Toyota said Tuesday that its net profit quadrupled for the nine months to December as the Japanese auto giant revised upward its full-year profit and sales forecast.
The company said it earned 648.2 billion yen ($7.0 billion) for the period, up from 162.5 billion yen a year earlier, underscoring its recovery from 2011 when automakers were pounded by Japan's quake-tsunami disaster.
Operating income soared to 818.5 billion yen from 117.1 billion yen a year earlier, which "reflects our increased vehicle sales and the progress we are making with our profit improvement activities", said Toyota Senior Managing Officer Takahiko Ijichi.

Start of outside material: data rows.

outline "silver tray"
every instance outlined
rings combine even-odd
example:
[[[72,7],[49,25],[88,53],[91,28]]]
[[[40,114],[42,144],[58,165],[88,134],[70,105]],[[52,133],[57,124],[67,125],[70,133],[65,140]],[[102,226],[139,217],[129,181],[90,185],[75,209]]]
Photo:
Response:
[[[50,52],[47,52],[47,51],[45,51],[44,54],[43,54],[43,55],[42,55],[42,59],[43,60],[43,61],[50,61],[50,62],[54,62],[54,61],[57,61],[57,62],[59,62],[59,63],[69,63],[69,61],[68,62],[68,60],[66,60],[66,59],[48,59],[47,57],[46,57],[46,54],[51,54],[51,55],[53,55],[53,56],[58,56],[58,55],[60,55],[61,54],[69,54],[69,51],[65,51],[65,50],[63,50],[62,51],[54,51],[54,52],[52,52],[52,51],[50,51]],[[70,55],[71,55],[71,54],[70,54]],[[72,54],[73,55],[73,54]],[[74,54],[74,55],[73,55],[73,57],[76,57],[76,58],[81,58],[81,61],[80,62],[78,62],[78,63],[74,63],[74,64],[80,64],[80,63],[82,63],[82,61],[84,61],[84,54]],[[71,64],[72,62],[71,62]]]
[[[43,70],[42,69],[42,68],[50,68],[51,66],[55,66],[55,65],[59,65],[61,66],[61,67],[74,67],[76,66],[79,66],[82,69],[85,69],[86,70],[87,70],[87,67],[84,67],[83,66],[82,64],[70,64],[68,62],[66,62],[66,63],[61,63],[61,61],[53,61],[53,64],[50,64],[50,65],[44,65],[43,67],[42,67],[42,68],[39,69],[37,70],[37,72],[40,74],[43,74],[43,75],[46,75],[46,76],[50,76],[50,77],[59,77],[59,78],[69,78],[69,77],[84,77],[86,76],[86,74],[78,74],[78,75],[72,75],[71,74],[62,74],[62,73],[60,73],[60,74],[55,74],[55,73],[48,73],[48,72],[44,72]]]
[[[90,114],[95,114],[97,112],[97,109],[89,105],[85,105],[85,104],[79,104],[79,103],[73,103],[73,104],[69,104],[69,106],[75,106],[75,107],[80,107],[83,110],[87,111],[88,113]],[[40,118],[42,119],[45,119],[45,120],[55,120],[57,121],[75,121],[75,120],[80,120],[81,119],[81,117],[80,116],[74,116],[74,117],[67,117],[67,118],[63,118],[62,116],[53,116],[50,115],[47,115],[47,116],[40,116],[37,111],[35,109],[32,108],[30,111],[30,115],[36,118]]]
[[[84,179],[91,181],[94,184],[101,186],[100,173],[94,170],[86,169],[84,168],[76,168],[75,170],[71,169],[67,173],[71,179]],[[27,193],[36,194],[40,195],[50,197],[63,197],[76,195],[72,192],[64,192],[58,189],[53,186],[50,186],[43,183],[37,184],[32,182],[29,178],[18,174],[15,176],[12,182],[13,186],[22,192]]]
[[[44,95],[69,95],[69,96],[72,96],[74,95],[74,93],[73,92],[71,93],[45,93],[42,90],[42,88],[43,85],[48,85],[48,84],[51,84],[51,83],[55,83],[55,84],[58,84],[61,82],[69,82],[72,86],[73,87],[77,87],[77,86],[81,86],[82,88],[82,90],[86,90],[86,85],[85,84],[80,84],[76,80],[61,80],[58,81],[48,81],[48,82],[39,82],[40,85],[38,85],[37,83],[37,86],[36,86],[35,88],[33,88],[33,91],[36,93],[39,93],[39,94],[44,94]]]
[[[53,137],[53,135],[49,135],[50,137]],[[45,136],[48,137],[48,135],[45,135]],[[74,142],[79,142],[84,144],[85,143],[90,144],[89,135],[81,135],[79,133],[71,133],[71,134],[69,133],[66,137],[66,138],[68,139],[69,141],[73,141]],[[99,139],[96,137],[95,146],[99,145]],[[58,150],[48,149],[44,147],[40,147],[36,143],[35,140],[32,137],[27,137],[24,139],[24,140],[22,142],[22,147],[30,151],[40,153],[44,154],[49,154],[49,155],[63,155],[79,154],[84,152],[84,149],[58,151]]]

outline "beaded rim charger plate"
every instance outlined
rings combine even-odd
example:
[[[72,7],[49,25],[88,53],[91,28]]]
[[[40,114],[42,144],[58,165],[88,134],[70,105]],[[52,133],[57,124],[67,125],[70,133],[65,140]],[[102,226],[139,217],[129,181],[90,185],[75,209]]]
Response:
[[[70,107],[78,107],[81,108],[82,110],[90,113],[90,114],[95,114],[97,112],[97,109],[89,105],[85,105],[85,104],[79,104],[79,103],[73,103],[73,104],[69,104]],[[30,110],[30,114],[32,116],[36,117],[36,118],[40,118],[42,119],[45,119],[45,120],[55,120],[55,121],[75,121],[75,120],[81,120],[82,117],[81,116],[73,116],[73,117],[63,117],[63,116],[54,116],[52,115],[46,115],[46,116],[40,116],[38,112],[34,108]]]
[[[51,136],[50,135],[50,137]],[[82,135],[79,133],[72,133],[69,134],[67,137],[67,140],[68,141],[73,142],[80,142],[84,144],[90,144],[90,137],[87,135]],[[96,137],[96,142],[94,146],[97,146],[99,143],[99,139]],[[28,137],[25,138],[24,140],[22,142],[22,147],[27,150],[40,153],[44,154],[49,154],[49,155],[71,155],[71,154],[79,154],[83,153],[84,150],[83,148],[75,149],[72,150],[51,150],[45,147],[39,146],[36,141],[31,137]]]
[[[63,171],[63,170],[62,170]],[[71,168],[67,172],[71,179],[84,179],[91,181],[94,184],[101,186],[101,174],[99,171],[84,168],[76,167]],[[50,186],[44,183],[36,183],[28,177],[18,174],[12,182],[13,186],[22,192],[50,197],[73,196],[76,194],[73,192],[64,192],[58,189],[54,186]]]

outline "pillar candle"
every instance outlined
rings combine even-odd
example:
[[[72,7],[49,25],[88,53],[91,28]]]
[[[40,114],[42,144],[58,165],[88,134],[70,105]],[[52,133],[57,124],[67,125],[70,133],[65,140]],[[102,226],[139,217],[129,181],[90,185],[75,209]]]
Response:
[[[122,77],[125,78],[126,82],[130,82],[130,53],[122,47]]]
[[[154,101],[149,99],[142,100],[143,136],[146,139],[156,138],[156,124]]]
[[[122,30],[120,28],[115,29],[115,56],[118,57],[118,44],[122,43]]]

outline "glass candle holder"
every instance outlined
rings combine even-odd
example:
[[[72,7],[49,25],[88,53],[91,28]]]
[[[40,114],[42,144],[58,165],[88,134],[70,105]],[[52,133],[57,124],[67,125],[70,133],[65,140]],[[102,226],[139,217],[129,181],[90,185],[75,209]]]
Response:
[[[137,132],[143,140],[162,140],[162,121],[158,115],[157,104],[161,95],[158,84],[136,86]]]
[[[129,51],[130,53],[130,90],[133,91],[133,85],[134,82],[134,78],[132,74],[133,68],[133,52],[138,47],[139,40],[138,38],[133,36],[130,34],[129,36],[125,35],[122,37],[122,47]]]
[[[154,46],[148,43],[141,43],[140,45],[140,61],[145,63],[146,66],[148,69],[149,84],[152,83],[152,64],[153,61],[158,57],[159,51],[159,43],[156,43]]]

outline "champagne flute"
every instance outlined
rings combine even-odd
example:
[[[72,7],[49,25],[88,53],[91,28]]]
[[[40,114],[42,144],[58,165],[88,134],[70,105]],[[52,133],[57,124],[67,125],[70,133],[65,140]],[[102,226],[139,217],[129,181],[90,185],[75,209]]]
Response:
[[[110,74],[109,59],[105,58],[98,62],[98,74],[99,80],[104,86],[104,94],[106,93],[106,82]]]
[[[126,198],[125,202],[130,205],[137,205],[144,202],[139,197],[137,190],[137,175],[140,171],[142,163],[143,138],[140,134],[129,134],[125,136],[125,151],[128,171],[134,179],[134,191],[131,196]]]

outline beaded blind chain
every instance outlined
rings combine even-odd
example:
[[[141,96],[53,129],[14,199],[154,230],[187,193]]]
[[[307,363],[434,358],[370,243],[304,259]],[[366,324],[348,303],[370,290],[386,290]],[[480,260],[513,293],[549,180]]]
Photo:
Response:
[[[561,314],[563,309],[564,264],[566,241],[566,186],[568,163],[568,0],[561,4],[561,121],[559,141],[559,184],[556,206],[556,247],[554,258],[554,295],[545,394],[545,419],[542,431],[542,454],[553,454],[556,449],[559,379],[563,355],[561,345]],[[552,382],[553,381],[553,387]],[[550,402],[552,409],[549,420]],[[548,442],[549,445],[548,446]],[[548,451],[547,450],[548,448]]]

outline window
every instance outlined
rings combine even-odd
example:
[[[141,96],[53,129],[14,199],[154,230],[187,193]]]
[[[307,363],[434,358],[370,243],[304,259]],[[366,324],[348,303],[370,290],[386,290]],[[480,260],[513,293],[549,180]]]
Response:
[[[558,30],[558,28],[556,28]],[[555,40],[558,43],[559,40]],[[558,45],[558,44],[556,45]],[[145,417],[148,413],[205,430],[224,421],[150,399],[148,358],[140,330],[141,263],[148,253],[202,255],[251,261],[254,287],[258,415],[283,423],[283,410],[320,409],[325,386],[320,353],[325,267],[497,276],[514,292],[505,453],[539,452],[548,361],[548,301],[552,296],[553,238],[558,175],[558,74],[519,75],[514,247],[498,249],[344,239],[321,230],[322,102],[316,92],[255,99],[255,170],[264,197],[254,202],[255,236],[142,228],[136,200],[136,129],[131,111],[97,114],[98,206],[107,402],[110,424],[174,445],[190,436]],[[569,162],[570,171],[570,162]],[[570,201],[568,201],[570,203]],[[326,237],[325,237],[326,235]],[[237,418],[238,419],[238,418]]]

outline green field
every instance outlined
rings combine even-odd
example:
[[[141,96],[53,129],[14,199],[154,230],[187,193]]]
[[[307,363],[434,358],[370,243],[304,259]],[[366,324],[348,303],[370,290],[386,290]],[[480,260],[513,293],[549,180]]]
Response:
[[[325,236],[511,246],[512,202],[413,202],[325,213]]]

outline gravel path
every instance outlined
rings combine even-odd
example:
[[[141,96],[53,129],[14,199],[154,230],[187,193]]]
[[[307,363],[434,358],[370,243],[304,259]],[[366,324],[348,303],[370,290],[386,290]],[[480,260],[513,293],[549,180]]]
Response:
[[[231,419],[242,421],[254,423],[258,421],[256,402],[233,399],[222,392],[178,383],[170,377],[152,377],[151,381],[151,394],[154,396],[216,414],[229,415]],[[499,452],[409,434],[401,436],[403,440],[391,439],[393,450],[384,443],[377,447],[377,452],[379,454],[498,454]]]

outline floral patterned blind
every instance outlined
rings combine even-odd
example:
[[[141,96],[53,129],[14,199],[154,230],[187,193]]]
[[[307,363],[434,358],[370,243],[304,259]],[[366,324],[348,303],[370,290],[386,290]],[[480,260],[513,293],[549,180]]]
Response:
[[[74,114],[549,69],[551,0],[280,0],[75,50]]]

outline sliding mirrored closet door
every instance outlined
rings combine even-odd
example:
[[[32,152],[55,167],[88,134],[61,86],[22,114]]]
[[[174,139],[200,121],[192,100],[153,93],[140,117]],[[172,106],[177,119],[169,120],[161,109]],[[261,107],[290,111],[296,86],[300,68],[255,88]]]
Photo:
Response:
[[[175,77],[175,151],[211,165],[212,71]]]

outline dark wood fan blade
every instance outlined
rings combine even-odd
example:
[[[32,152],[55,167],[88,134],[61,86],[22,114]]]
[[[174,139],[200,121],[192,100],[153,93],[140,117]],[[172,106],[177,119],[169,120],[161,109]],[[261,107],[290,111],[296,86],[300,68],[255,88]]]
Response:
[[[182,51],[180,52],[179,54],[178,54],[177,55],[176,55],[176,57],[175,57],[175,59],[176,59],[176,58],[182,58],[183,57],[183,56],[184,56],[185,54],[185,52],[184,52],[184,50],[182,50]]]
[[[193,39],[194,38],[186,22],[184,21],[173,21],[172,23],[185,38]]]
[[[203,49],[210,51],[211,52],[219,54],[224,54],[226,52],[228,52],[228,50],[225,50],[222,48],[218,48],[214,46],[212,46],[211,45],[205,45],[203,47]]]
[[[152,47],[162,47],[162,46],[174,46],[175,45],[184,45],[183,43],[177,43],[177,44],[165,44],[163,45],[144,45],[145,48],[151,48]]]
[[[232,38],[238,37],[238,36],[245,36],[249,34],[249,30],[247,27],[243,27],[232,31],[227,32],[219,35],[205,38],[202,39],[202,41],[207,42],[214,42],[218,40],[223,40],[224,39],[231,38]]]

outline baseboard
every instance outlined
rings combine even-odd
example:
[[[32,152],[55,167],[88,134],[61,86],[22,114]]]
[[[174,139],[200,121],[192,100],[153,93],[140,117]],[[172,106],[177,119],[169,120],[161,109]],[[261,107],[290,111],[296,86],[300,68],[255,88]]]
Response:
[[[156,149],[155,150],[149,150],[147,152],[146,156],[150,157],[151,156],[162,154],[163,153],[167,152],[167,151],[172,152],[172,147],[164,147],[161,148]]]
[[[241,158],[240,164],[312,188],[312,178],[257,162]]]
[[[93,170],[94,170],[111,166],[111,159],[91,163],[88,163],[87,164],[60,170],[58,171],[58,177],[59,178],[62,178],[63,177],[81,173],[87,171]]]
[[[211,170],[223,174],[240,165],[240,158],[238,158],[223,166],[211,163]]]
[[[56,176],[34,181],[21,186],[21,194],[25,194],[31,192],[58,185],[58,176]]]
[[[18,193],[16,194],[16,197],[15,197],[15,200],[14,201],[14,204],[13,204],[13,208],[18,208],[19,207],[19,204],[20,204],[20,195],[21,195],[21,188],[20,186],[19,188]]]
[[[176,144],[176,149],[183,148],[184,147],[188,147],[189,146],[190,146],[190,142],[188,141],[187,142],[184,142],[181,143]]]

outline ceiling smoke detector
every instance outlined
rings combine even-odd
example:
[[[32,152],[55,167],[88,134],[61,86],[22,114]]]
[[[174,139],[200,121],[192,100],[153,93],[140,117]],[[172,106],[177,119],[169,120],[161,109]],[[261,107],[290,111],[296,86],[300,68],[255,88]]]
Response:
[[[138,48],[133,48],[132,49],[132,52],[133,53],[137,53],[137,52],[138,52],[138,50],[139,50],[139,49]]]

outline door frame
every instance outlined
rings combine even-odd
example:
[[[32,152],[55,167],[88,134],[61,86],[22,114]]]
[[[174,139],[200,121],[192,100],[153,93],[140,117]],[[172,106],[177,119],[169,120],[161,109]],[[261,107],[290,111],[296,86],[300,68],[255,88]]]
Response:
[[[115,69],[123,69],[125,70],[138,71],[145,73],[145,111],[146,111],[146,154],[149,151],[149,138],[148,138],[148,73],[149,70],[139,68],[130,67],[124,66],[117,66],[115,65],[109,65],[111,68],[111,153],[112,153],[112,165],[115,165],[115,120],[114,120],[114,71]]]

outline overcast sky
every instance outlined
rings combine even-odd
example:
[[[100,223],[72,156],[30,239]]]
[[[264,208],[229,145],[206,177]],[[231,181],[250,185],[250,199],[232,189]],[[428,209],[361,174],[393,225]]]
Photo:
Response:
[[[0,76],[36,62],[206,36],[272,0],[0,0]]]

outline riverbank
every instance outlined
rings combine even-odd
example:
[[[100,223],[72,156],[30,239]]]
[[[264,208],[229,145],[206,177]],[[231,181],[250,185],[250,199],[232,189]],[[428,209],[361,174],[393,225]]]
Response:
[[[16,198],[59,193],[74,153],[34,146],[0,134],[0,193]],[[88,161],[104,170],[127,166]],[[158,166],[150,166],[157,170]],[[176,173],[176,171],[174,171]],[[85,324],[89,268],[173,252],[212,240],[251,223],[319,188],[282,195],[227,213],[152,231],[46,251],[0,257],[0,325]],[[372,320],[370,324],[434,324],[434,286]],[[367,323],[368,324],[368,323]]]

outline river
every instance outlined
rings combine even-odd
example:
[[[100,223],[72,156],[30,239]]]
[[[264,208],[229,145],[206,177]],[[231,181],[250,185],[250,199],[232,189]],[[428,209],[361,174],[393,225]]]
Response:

Sales in the period jumped 26 percent to 16.2 trillion yen, it said.
Toyota, Japan's biggest automaker, also upped its net profit forecast for the fiscal year through March to 860 billion yen from an earlier estimate of 780 billion yen.
Global vehicle sales in the year were on track to hit 8.85 million units, up from an earlier forecast of 8.75 million units, the automaker said, citing stronger overseas demand centred in the North American market.
Toyota also cited a weakening yen for its upgraded forecast.
Toyota's results come after Japan's three biggest automakers -- Toyota, Nissan and Honda -- last month posted record sales for 2012.
The figures confirmed that Toyota recaptured the world's biggest automaker crown from General Motors, a title it lost in 2011.